Видимо, героические подвиги рабочего класса, по мнению Прошки, не шли дальше того, чтобы расквасить нос старому дворецкому. По счастью, дальше угроз Прошка не шел. Во-первых, большинство жильцов было на стороне Киршнера, во-вторых, кучер все-таки побаивался пудовых кулаков Артура Ивановича.

Поэтому угрожал он, лишь сильно выпив, а в остальное время был хмур с похмелья и только невнятно бурчал про какой-то распердёж, который, по его мнению, организовали в доме Киршнер и другие настроенные против советской власти члены домкома. И хотя Артур Иванович пару раз ему указывал, что, во-первых, говорить следует не распердёж, а раскардаш, а, во-вторых, никакого раскардаша в доме у них нет, а напротив, царит образцовый порядок, то есть такой, какой только возможен в нынешних тяжелых обстоятельствах. Но в этом вопросе Прошка твердо стоял на своем, видимо, полагая употребление бранных слов частью культурной политики большевиков.

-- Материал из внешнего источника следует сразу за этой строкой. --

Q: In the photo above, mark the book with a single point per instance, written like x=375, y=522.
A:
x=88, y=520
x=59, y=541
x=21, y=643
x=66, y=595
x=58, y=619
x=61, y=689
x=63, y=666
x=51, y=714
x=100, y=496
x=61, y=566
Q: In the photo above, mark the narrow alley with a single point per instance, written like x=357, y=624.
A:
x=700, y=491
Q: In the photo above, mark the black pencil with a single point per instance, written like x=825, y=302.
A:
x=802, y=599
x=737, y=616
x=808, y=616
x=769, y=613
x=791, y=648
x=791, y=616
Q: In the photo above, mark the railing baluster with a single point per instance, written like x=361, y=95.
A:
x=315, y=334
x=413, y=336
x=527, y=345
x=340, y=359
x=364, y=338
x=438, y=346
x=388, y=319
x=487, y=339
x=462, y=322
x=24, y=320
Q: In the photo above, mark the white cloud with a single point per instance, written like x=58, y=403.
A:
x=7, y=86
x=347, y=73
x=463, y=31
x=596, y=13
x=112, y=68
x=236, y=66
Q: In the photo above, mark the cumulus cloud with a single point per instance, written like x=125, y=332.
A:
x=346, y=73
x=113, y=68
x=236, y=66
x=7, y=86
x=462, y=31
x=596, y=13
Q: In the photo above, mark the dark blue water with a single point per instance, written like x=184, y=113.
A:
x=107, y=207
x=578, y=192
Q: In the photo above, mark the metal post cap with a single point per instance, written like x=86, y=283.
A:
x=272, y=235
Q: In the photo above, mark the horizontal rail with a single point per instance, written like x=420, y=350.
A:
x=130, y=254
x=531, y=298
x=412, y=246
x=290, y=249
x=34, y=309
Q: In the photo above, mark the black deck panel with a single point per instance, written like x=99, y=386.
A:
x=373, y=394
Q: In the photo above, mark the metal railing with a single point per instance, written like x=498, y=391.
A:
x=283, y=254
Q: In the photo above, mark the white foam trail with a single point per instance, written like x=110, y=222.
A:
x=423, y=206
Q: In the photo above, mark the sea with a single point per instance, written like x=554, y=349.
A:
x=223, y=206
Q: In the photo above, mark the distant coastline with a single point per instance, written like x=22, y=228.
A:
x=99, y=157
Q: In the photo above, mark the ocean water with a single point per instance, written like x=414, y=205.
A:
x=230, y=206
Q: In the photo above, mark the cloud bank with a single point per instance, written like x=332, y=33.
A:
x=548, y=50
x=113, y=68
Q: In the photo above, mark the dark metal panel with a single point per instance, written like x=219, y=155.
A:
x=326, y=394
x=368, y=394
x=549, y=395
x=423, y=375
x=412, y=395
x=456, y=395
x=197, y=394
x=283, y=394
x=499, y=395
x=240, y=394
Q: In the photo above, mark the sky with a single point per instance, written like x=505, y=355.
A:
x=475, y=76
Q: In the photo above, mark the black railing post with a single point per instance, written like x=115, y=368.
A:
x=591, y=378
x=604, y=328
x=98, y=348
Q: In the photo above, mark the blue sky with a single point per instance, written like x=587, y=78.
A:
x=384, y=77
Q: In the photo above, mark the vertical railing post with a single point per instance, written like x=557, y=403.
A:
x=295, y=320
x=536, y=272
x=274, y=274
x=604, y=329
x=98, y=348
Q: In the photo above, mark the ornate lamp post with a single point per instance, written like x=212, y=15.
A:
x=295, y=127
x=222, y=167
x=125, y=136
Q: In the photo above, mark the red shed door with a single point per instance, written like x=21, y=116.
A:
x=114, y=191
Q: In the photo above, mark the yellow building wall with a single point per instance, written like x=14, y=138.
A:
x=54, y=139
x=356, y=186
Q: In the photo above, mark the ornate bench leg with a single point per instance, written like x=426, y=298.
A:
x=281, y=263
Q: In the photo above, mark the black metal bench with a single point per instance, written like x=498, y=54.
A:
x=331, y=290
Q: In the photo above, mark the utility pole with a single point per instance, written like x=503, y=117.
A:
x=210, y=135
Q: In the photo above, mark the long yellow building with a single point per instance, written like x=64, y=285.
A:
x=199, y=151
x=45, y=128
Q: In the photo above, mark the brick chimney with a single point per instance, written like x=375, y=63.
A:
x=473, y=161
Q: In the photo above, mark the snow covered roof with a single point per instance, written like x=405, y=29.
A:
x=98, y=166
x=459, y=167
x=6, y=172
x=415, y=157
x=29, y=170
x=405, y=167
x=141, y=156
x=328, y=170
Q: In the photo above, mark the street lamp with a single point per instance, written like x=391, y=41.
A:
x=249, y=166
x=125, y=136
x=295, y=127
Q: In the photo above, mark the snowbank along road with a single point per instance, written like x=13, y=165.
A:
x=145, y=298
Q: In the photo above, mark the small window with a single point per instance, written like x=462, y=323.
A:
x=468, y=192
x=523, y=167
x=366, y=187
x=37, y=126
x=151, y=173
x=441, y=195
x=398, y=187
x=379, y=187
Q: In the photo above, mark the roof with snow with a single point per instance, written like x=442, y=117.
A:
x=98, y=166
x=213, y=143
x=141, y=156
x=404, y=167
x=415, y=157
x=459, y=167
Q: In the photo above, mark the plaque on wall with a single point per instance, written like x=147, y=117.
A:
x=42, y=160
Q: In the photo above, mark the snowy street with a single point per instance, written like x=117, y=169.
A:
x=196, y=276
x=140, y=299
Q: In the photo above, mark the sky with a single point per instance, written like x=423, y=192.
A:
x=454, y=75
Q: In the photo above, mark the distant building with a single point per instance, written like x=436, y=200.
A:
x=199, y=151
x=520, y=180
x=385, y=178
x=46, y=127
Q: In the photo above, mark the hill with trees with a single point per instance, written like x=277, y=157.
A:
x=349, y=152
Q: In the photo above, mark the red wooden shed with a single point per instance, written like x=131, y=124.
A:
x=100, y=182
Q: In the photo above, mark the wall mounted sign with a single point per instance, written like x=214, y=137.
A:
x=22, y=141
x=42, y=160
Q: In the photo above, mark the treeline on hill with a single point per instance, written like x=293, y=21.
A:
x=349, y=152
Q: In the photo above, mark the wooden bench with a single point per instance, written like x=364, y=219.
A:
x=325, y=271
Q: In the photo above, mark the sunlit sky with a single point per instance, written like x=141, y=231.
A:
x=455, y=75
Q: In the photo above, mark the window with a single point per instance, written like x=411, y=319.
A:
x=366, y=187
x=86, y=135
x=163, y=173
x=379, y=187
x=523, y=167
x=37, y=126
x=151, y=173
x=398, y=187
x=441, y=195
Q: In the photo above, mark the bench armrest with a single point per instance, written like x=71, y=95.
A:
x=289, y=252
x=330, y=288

Может быть, он был не так уж неправ. Людей старого воспитания ужасало, с какой легкостью употреблялись вслух слова, которых раньше сторонились даже ломовые извозчики. И употреблялись они не в узком кругу или закрытом клубе любителей бранной лексики, а прилюдно, вслух, в окружении совершенно незнакомой публики, включая сюда стариков, детей, беременных женщин и барышень, еще даже и не думавших забеременеть.